CLIFTON – As economies boom on the other side of the world, echoes resound in the scrubland around this desert town — and in the makeshift homes of families like Stacie and Tim Boardman and their children.

Copper is what links them.

An insatiable demand for pipes, wiring and other goods in China, Malaysia and elsewhere is driving a scramble by copper suppliers, including the enormous open-pit mine in Morenci, which is hiring so fast that housing hasn’t caught up.

That’s why the Boardmans have been bunking inside a 22-foot travel trailer a few miles down a curving mountain road from the Morenci Copper Mine, the largest open-pit copper mine in the northern hemisphere.

Within the trailer’s 220 square feet, two adults, three boys, two boxer dogs and a Labrador retriever have shared space since late spring.

“This is what people take camping,” Stacie Boardman said, motioning to the trailer. “It’s fine for a single man. They’re at the mine for an eight-hour shift, then they come home to sleep. For a family, it’s not an adequate situation.”

At last, some relief is coming.

Boardman got good news last month when she learned the family will be moving into a house next spring, one of 500 new residences going up in Clifton. Phelps Dodge Corp., which runs the mine, is moving workers out of the cramped trailers.

“It wasn’t the greatest housing solution from the beginning, just one we could implement rapidly,” said mine spokesman Kimball Hansen Jr.

There’s also a new dormitory-style hall in Morenci that just opened, housing up to 400 employees. Most of those residents work seven-day shifts, then rejoin families in distant towns for a week off before returning to the mine.

Others, like the Boardmans, want to live in bona fide family homes.

Tim Boardman came from Phoenix to earn about $18 an hour at the mine as an equipment operator, and the family has lived rent-free in the trailer with utilities paid by Phelps Dodge.

But Stacie Boardman has complained of headaches, and tests showed some trailers had high formaldehyde levels. The company responded by installing air filters in the trailers.

The Boardmans stayed because there are so few alternatives.

Phelps Dodge is expanding the Morenci mine and preparing to open another open-pit mine in nearby Safford, Ariz. Over an 18-month span ending next year, the company will add 1,100 jobs, boosting its total employment at the two operations to 3,700. Both sites still need to fill plenty of jobs, particularly for mechanics and electricians.

The activity in Arizona is linked to dramatic growth in Asia. Two years ago, China passed the United States as the world’s largest copper consumer.

Demand for copper is equally high in Malaysia and India. Asian developers are using copper for new home construction and infrastructure improvements, and overseas businesses are trying to keep pace in an ever-changing global electronics industry.

Consequently, the price of copper has rocketed, jumping from 60 cents a pound in 2001 to around $3.50 currently.

The ravenous demand has encouraged American copper producers to expand existing operations, open new mines or restart those that were idled for years.
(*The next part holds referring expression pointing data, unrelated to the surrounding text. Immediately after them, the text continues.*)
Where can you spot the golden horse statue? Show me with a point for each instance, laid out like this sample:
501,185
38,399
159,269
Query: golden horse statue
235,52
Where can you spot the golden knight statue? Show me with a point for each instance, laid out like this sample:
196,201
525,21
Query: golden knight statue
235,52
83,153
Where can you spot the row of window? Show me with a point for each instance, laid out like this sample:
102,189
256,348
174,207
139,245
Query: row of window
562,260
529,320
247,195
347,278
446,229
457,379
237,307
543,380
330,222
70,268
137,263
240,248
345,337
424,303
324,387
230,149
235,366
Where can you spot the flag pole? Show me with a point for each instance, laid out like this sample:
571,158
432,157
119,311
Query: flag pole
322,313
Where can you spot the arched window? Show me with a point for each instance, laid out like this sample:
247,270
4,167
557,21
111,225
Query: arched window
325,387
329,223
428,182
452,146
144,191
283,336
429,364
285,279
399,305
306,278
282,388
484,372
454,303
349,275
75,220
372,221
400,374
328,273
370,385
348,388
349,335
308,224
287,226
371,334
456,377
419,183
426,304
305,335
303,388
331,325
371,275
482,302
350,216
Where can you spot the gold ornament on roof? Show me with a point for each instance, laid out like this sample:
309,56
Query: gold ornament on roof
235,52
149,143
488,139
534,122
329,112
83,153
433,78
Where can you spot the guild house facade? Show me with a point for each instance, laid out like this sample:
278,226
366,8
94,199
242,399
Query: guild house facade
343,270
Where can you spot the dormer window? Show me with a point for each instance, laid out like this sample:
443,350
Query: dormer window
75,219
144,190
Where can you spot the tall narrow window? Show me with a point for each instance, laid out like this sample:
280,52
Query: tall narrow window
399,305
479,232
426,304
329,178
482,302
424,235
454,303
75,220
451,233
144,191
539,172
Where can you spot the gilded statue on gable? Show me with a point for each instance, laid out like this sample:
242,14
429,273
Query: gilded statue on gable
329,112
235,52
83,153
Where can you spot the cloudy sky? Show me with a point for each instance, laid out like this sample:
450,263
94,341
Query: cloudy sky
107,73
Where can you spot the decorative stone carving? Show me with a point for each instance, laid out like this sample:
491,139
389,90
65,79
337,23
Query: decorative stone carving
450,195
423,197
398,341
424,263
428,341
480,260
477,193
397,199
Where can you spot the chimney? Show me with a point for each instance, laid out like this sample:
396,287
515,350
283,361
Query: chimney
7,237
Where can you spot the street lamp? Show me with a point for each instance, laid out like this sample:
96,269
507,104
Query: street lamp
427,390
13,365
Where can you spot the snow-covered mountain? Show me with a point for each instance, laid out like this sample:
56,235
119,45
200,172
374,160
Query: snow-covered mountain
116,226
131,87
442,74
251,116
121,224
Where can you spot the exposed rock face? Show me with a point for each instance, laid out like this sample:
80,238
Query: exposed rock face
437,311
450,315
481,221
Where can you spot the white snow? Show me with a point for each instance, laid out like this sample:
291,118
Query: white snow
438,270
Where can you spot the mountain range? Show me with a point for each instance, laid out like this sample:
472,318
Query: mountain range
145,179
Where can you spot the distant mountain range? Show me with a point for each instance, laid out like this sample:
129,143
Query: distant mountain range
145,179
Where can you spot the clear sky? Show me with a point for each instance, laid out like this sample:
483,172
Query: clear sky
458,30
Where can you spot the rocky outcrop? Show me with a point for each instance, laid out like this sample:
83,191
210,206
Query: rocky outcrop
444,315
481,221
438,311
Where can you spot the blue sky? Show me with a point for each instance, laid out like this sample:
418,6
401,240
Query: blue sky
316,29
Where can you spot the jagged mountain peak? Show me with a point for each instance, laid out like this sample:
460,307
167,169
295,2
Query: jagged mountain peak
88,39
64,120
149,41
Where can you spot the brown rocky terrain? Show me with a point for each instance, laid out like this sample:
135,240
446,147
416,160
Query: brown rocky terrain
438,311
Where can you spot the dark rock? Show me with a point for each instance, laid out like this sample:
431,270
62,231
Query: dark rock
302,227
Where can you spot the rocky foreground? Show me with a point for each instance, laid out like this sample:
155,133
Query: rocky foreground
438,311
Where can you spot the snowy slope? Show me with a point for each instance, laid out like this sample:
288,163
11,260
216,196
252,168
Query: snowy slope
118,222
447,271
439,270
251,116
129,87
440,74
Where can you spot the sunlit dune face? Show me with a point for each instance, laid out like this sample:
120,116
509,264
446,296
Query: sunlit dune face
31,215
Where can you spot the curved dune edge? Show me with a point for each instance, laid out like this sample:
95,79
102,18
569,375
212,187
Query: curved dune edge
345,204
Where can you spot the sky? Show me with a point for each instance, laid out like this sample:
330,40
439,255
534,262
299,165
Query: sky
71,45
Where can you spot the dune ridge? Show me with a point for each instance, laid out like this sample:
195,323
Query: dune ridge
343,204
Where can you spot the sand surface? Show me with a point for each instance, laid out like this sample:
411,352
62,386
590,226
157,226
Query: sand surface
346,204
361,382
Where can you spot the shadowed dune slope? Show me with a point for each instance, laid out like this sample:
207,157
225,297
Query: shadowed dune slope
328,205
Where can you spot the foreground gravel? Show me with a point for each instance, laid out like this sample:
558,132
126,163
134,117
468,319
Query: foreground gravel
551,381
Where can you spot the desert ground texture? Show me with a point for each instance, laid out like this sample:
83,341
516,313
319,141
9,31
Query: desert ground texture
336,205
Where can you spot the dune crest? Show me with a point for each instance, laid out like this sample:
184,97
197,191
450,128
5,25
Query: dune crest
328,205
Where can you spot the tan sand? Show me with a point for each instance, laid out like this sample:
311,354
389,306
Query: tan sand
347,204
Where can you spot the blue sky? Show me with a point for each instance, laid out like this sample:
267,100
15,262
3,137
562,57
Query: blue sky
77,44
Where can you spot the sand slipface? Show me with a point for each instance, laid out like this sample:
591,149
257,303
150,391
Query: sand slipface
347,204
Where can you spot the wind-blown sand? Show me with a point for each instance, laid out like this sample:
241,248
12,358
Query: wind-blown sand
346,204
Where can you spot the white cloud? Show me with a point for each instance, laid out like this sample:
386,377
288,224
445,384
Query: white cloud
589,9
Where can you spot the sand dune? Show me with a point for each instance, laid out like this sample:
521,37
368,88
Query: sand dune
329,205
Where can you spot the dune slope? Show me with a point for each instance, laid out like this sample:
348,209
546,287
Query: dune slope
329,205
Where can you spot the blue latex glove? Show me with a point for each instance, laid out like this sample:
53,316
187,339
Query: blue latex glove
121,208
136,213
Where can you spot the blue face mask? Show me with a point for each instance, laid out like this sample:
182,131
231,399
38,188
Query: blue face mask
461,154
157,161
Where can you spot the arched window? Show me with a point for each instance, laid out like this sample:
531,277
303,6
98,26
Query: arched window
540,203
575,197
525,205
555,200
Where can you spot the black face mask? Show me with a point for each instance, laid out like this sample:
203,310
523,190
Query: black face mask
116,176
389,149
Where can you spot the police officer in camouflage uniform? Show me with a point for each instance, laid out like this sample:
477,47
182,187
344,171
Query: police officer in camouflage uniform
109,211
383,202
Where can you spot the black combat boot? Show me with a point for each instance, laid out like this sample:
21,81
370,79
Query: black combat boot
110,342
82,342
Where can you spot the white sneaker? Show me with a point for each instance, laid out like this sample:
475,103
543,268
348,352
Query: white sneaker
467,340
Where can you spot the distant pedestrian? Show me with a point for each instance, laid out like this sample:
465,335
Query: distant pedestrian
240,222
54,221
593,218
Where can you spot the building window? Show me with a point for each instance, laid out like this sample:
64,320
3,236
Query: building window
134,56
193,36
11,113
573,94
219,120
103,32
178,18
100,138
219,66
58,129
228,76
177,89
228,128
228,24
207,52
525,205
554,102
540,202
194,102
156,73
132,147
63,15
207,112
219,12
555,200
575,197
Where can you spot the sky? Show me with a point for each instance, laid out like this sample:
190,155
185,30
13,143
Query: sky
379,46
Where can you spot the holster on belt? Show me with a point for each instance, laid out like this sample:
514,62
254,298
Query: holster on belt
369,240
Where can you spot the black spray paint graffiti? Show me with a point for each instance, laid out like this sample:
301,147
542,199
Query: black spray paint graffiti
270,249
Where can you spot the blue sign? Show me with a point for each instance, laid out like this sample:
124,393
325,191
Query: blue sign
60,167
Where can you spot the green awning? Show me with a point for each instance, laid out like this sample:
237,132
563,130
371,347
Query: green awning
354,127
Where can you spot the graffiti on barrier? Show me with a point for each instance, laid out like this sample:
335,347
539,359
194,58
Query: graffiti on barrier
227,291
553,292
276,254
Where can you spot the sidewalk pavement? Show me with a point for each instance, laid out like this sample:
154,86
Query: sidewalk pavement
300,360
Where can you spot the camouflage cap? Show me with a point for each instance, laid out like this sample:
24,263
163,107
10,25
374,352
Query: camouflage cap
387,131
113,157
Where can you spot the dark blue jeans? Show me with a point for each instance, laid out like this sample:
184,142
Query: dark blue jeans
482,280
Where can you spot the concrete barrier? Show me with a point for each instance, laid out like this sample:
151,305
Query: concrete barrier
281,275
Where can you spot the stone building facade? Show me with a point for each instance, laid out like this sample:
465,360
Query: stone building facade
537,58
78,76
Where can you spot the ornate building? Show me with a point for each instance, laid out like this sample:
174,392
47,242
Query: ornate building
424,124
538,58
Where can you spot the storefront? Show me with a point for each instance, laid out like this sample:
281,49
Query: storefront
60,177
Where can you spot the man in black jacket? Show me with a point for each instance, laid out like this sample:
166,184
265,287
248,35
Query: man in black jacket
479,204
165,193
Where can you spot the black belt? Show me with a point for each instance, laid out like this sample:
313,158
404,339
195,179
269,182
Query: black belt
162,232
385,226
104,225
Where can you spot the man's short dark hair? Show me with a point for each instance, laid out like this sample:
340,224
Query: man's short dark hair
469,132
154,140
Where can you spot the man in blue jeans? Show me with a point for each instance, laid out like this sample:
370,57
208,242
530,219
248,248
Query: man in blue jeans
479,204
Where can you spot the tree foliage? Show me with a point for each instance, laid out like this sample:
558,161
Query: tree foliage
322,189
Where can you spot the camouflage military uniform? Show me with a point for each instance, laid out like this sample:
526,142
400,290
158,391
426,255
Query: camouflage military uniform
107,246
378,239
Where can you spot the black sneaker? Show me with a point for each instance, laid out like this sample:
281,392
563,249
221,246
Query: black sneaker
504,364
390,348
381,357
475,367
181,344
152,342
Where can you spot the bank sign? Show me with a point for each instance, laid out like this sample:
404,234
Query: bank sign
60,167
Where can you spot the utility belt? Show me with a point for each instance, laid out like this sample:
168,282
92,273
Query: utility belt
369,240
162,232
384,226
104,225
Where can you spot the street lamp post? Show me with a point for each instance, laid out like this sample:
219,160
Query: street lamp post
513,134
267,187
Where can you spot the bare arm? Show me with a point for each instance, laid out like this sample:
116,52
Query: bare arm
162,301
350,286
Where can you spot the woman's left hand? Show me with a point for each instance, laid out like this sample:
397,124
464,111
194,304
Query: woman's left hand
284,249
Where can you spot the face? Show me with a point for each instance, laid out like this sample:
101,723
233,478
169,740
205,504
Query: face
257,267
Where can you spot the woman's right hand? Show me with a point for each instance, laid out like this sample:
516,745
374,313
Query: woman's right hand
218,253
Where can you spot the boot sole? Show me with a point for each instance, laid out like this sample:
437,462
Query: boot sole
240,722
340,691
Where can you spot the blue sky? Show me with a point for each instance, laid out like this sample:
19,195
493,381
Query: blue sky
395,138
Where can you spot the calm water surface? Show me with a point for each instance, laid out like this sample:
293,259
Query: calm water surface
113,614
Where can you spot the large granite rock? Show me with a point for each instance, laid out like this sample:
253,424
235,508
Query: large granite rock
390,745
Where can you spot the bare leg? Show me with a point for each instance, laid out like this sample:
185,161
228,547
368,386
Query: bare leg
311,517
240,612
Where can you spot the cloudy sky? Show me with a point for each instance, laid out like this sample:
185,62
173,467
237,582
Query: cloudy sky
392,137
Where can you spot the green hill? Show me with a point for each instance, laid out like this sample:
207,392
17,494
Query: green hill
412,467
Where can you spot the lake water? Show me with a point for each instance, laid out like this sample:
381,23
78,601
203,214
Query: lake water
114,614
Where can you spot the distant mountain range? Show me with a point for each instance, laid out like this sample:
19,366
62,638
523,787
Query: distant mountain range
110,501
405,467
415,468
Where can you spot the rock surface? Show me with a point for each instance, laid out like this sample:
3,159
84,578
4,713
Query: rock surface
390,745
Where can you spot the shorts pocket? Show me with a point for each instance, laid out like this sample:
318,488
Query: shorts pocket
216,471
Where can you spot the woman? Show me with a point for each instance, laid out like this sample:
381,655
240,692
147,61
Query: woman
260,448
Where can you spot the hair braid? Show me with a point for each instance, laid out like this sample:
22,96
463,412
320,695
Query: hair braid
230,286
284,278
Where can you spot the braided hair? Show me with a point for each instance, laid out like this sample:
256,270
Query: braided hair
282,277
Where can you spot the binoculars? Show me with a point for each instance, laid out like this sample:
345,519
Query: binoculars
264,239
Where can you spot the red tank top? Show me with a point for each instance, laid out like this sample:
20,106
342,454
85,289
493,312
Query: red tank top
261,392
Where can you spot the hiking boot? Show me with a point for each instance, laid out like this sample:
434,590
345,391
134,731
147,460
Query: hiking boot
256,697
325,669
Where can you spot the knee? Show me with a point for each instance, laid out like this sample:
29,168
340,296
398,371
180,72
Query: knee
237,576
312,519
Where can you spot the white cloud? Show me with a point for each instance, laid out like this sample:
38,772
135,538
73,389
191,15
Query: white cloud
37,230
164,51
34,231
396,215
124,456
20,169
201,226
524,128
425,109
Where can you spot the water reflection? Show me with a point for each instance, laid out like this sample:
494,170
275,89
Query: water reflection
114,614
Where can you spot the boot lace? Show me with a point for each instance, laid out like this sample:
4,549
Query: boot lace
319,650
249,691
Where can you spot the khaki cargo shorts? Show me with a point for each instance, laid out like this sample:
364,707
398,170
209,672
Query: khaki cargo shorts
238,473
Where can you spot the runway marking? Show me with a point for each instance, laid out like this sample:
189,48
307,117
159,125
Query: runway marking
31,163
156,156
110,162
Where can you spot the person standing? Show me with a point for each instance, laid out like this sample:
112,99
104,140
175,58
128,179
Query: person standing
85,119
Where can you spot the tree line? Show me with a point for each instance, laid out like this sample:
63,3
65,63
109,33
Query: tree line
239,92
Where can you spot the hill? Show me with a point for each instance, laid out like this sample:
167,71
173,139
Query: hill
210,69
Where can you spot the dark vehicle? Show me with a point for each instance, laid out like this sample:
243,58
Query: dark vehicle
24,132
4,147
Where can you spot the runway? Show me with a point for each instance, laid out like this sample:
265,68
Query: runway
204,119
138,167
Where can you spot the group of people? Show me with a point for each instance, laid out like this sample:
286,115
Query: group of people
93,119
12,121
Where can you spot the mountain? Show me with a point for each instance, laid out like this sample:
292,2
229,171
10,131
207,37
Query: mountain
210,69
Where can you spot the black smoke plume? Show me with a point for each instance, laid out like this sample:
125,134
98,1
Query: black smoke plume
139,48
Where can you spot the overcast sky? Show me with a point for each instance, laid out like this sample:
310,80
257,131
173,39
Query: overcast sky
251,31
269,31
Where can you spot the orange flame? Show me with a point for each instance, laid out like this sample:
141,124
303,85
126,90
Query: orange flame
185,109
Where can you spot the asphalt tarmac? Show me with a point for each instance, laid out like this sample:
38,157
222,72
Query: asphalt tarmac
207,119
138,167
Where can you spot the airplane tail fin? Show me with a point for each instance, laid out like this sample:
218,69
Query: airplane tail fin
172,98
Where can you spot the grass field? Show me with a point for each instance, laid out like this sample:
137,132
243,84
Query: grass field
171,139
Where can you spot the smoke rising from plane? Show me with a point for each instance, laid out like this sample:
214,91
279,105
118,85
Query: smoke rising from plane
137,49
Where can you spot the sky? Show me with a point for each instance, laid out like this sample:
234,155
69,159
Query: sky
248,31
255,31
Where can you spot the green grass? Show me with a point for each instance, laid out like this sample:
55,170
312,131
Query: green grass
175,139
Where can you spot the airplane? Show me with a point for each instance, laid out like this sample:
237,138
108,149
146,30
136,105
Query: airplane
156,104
In Clifton and surrounding areas, it also pressed Phelps Dodge officials to find creative housing solutions.

The company plans to spend $122 million in the next year to build 495 homes in the Copper Verde Park area of Clifton, where the Boardmans and other residents spent the spring, summer and fall in rows of about four dozen white trailers.

There’s a long waiting list for the new homes — more than 300 workers — and the first phase won’t be finished until spring.

“Our objective is to get a productive work force in place. We want them to be happy,” Hansen said.

The challenges haven’t discouraged jobseekers.

Phelps Dodge has processed more than 1,500 job applications over the past two months. The company opened employment offices in Tempe and Tucson, as well as in El Paso, Texas — 225 miles from Clifton.

There are other housing allowances and sign-on bonuses, and anyone who drives more than 65 miles to work can qualify for travel reimbursements. Rates vary, depending on whether miners live in their own RVs or choose company housing.

“I live rent-free, I don’t pay utilities and they give me $65 a day to live here. I don’t fuss about it,” said worker Charles Cory, a single miner and company trailer resident who came from Tolar, Texas.

Meanwhile, buses ferry workers up to 70 miles each way to and from the two mines — making pickups at the San Carlos Indian Reservation, Lordsburg, N.M., and elsewhere.

Other copper companies are facing housing issues, too, but the Morenci mine differs dramatically because of its location — distant from large population centers.

Quadra Mining, for example, is preparing to build a new open-pit mine next year near Miami, Ariz., and other producers are ramping up in that area, about an hour’s drive from Phoenix’s eastern suburbs.

“We’re not in as bad of shape as those folks over at Clifton, simply because we’re much closer to the Phoenix metropolitan area,” said Mark Blakely, project manager at Quadra’s Carlota project mine.